Gladstone Park Hotel ($11.25 million), Excelsior Hotel in Thomastown ($11.01 million) and Bundoora Taverner ($10.44 million) were also included in the top venues for poker machine expenditure.
Whittlesea council chair administrator Lydia Wilson said the council remained concerned about poker machines and their negative impact on community members.
“Council continues to advocate…in relation to specific initiatives such as a reduction in operating hours of gaming venues and for improvements in the support available to people who are experiencing harm from gambling,” Ms Wilson said.
“Council also maintains its policy to object to any additional gaming machines in our municipality, whilst working with licensed operators and others to reduce the harm existing machines may cause.”
The data comes as the state government announced an overhaul of Victoria’s gambling regulations by the Victorian Gambling and Casino Control Commission.
The government said the VGCCC structure and governance was guided by the independent review of casino regulation.
Consumer Affairs, Gaming and Liquor Regulation Minister Melissa Horne said the regulator would deliver strengthened oversight.
“The VGCCC will provide robust regulation of the Melbourne casino and wider gambling activity in the state,” Ms Horne said.
Western suburbs pokies cash in despite long closures
Poker machines in Wyndham Council netted $61.62 million in the 2020-21 financial year, according to figures from the Victorian Commission for Gambling and Liquor Regulation.
During the 2019-20 financial year, poker machine players in the area lost more than $75.75 million.
The VCGLR data did not include earnings from April to October 2020, when poker machine venues were shut due to the restrictions imposed by the coronavirus pandemic.
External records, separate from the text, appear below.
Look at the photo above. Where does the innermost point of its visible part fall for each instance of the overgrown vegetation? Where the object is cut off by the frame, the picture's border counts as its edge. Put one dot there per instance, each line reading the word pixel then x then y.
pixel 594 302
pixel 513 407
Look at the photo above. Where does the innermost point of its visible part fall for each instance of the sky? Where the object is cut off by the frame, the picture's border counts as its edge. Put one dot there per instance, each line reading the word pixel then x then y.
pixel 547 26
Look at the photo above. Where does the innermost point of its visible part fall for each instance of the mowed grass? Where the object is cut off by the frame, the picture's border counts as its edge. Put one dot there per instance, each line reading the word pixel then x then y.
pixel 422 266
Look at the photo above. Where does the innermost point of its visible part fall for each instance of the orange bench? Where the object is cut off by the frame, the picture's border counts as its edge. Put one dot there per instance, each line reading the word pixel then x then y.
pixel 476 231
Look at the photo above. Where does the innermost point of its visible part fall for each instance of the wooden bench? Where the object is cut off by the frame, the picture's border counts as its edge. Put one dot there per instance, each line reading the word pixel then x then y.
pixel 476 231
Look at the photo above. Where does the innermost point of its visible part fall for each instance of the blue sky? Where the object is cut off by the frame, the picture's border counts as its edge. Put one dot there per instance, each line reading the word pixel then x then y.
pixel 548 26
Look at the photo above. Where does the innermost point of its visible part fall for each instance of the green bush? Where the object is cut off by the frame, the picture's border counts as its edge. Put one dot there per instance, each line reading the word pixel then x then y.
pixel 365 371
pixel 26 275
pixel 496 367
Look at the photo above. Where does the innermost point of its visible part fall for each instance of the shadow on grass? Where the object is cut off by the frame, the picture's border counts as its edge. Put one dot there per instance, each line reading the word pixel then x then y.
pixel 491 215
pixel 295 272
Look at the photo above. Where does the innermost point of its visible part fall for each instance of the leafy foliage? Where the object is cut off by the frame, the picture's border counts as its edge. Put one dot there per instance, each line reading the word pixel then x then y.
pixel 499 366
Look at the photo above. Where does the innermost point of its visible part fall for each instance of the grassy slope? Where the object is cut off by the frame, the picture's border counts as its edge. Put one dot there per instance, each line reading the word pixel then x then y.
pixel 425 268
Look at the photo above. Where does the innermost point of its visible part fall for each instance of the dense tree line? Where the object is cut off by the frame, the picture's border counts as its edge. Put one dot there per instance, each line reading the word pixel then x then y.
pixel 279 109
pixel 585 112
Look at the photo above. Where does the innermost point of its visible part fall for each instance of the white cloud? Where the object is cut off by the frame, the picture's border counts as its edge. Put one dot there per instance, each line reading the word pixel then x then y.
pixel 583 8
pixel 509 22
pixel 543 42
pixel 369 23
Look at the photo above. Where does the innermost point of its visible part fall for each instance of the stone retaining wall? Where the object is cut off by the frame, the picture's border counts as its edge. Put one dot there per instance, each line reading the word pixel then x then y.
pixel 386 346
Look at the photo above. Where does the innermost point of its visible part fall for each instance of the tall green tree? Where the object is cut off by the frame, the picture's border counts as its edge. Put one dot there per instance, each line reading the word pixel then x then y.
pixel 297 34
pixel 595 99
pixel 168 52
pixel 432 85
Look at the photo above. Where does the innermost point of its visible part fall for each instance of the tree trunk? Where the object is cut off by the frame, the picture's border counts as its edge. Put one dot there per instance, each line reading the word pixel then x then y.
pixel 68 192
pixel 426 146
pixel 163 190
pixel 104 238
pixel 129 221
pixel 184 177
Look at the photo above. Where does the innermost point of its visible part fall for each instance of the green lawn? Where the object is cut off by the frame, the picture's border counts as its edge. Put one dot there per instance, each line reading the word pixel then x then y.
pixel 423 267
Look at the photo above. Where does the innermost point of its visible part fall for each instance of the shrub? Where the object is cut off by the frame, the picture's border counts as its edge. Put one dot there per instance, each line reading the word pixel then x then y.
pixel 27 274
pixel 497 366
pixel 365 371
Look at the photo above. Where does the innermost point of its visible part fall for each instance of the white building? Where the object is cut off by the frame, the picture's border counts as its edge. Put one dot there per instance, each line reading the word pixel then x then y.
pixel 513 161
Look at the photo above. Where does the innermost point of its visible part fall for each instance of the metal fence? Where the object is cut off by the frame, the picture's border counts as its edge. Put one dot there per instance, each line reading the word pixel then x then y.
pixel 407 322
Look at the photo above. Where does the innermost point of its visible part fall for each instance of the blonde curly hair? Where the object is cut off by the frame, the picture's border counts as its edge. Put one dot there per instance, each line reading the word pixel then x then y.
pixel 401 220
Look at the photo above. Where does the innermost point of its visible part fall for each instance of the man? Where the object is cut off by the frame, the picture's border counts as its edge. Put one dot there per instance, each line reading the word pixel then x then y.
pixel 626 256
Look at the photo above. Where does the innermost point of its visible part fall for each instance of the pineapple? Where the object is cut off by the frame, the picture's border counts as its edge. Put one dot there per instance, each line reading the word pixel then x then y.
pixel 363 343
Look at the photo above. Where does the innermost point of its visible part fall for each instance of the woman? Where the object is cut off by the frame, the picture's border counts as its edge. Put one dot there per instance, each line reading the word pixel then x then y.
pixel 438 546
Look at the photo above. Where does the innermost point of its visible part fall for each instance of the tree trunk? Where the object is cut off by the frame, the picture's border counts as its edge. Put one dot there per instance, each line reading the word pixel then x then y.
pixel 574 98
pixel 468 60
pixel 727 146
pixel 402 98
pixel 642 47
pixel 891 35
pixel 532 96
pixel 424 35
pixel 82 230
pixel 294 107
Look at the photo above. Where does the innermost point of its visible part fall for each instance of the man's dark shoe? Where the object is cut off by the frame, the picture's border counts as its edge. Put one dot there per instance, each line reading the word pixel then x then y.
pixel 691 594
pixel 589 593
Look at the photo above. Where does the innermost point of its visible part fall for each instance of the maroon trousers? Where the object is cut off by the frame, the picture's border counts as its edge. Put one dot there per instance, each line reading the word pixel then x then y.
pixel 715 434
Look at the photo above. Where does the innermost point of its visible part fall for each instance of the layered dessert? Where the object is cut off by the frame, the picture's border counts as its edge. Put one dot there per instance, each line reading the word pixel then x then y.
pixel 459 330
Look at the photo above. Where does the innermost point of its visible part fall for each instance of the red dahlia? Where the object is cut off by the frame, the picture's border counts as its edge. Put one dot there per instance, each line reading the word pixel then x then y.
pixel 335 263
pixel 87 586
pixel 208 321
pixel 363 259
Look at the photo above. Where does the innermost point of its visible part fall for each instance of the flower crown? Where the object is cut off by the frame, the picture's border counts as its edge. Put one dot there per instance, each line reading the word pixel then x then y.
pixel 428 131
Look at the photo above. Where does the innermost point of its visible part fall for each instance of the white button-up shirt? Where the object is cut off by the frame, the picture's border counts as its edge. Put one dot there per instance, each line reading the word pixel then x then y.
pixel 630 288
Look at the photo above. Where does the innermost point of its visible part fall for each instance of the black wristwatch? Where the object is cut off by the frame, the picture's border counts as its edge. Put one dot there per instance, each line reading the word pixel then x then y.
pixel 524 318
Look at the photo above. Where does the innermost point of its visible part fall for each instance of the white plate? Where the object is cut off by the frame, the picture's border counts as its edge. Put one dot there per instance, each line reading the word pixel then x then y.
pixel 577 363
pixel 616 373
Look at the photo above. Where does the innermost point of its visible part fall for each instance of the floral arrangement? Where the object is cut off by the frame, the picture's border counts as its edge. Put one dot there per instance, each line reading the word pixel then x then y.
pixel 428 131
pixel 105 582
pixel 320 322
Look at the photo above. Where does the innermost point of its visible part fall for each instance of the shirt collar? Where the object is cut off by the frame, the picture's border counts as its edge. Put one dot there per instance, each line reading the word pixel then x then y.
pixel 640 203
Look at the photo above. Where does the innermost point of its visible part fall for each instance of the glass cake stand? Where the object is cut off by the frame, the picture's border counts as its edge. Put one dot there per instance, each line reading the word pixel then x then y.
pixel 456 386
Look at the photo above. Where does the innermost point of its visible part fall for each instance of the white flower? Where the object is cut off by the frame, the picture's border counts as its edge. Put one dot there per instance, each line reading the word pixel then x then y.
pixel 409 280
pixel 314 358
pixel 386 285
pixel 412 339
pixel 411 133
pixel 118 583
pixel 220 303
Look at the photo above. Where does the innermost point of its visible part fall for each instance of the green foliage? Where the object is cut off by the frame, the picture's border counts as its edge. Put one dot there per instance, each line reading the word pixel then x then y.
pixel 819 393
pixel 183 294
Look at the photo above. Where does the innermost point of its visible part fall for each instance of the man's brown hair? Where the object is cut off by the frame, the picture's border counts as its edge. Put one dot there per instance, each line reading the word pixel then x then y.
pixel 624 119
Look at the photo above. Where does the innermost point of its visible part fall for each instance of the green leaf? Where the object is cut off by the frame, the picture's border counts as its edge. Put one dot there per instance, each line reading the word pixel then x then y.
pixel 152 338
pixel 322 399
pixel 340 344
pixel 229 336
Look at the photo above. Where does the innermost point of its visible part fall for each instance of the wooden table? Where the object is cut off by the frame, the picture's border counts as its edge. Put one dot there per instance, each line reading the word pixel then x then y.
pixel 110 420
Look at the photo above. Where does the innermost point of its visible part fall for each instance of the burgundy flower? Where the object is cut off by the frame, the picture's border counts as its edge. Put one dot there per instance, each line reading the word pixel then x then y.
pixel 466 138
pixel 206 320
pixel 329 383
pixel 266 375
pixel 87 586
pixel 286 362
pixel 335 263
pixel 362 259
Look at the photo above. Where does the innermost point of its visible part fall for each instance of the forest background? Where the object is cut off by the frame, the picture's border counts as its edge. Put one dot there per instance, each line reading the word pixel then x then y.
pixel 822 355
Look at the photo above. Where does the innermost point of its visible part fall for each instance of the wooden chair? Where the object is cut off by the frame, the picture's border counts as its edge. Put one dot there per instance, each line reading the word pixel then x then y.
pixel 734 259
The municipality which lost the most money to electronic gaming machines was Brimbank, where the machines made more than $92.07 million in the 12 months to June 2021.
The Alliance for Gambling Reform has called for a reduction in poker machine venue operating hours after the pandemic lockdown demonstrated how people spend fewer hours on the machines when they are unable to attend venues.
Reverend Tim Costello said it was “past time” that gambling harm was addressed as a serious public health issue.
“We shouted from the rooftops that losses would increase after lockdowns eased,” he said.
“It’s simply absurd that Victoria has the worst pokies operating hours in Australia at a ridiculous 20 hours a day.
“We cannot ignore the harm they are doing any longer, our communities cannot afford it.”